Complex SQL Queries Best Practices

Structured Query Language (SQL) is a standard language for defining, modifying, and controlling data within relational databases. A basic SQL query typically involves selecting data from tables, applying filters, and sorting the results.

However, advanced SQL queries become necessary when data structure and business logic complexity increase. They enable intricate data transformations at scale in areas like ETL (Extract, Transform, Load), data warehousing, data analysis, and reporting.

Key techniques in complex SQL queries include subqueries, joins, unions, intersections, aggregate functions, window functions, common table expressions (CTEs), pivoting, recursive queries, string manipulation, date and time functions, and case statements. This article provides an overview of each technique, along with best practices to achieve precise and efficient data processing.

Summary of complex SQL Queries techniques

Concept Description
Common Table Expression (CTE) CTEs preserve query results, allowing queries to reference them.
Recursive queries Recursive queries process hierarchical or self-referencing data. They are typically built using CTEs.
Window functions Calculates values over a defined row window but related to the current row, enabling complex analytics.
Union and intersection Combines results from multiple queries (UNION for all, INTERSECT for common results).
Pivoting and unpivoting Transforms data from rows to columns, and vice versa, for comparative analysis.
Case statements Performs conditional logic within an SQL query.
String manipulation Performs operations like concatenation, trimming, and substring extraction, including regular expressions.
Date and time functions Handles date and time calculations, comparisons, and transformations.

Recursive queries and CTEs

Recursive queries allow you to link one record with others in the same table, making them suitable for handling hierarchical data structures such as organizational charts or product dependencies. They are typically built using Common Table Expressions (CTEs).

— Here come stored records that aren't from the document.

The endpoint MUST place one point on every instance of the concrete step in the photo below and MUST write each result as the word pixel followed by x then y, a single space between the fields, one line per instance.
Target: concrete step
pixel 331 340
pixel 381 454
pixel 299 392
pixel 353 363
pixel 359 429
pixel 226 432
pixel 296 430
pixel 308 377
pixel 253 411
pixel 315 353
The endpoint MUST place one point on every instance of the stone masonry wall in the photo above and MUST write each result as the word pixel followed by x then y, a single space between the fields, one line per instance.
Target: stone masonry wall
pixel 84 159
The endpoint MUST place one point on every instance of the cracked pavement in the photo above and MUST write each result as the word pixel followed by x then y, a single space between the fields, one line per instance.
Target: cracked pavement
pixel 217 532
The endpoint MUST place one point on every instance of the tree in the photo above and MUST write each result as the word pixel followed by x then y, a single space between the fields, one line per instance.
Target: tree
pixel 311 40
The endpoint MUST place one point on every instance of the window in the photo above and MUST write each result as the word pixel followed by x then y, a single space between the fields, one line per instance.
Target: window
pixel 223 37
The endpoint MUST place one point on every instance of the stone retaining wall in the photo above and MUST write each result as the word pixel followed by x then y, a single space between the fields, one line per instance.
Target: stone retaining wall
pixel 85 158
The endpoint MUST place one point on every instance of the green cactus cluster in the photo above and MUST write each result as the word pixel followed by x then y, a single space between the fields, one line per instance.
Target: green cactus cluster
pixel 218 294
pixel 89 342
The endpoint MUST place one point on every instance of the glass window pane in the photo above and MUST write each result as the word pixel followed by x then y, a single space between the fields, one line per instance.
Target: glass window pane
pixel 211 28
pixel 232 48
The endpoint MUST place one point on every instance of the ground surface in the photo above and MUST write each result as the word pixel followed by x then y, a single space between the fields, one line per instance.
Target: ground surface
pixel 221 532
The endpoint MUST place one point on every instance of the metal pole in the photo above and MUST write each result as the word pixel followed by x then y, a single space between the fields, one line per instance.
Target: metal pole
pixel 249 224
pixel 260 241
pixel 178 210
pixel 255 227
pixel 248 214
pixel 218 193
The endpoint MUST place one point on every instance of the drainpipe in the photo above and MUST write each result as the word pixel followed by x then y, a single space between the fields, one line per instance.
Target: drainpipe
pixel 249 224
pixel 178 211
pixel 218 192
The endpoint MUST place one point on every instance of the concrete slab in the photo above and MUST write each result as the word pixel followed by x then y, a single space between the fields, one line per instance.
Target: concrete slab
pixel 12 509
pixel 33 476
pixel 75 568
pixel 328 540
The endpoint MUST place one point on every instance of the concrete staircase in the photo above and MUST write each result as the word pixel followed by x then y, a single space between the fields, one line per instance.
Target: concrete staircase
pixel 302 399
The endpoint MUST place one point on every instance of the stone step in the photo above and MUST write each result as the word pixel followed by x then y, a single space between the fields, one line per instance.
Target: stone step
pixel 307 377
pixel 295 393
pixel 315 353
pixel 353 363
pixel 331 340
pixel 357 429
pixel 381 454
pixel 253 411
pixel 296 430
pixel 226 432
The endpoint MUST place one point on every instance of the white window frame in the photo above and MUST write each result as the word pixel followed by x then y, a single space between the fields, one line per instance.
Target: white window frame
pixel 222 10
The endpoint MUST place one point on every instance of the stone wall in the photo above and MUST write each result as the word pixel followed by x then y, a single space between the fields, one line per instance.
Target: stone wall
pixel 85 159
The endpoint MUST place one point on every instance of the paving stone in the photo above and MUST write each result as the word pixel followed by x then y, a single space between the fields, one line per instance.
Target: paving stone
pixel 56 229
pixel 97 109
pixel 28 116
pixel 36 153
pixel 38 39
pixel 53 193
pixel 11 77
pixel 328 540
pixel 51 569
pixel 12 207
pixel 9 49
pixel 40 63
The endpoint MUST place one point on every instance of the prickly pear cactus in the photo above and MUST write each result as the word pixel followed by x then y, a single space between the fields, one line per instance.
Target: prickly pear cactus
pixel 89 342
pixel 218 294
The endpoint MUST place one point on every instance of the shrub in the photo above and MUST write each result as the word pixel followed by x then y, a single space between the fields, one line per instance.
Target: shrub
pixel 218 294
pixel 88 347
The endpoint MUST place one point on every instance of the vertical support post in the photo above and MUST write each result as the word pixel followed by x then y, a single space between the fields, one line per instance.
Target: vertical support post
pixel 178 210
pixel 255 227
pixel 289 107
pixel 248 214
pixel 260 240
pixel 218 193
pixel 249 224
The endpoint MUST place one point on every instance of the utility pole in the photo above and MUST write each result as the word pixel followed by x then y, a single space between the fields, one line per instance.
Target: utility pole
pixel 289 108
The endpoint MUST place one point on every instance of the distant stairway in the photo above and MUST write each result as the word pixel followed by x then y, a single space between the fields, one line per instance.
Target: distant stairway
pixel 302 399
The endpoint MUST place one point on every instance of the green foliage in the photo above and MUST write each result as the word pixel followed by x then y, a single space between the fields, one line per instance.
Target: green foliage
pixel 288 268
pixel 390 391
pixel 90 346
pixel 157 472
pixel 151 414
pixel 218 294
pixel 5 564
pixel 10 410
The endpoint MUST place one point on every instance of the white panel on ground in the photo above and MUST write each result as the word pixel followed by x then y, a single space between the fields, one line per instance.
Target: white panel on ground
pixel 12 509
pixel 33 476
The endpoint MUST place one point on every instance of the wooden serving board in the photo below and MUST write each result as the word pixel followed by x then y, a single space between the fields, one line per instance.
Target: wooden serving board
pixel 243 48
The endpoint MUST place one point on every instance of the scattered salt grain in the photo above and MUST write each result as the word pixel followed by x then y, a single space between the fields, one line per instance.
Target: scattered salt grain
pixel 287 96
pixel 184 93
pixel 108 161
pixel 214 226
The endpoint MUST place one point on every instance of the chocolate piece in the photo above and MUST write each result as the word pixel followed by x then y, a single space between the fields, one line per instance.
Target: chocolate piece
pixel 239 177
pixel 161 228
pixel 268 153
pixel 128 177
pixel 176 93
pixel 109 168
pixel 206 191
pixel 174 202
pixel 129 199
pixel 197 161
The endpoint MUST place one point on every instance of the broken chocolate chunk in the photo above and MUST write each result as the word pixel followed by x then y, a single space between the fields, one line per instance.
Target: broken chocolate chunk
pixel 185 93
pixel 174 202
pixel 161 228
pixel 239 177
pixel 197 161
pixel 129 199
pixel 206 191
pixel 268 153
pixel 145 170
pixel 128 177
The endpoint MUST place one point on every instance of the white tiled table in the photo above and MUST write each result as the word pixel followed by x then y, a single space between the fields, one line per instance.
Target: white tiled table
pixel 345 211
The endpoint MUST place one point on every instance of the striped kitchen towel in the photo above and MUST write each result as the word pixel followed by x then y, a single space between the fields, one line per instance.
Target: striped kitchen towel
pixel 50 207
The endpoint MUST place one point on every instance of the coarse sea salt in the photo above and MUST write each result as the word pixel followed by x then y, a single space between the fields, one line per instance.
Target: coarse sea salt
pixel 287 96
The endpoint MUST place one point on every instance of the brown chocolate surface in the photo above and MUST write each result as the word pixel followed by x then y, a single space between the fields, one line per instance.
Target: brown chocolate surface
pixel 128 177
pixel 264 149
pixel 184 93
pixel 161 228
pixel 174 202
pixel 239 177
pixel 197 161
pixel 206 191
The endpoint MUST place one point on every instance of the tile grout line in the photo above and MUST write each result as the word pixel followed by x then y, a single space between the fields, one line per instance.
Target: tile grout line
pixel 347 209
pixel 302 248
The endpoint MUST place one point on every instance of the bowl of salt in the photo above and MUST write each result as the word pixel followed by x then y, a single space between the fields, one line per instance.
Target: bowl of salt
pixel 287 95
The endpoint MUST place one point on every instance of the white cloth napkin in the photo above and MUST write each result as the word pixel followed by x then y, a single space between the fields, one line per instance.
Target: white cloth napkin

CTEs simplify complex queries by breaking them into smaller, reusable subparts. It involves defining the subquery with a meaningful name so that it can be referenced multiple times within the main query. CTEs improve readability and allow you to build queries modularly, making debugging and testing more efficient.

Example

Consider an EMPLOYEE table with a column called ManagerID, which refers to that employee's manager. This allows for many levels of employees and managers.

EmployeeID EmployeeName ManagerID
1SarahNULL
2John1
3Michelle1
4Frank2
5Jerry4
6Paula4

We can use a recursive query with CTE to retrieve the hierarchy of employees with their levels.

WITH RECURSIVE OrgHierarchy AS (
-- Anchor Member: Start with the top-level manager (no ManagerID)
    SELECT
        EmployeeID,
        EmployeeName,
        ManagerID,
        1 AS Level
    FROM Employee
    WHERE ManagerID IS NULL

    UNION ALL

-- Recursive Member: Fetch employees reporting to the current level
    SELECT
        e.EmployeeID,
        e.EmployeeName,
        e.ManagerID,
        oh.Level + 1 AS Level
    FROM Employee e
    INNER JOIN OrgHierarchy oh
        ON e.ManagerID = oh.EmployeeID
)
-- Final Query: Retrieve the hierarchical structure
SELECT
    EmployeeID,
    EmployeeName,
    ManagerID,
    Level
FROM OrgHierarchy
ORDER BY Level, EmployeeID;

The RECURSIVE keyword is not required if you're using Oracle or SQL Server. The recursion is implicit when the CTE references itself. If you're using MySQL or Postgres, you'll need to add the word RECURSIVE after the WITH keyword, as shown above.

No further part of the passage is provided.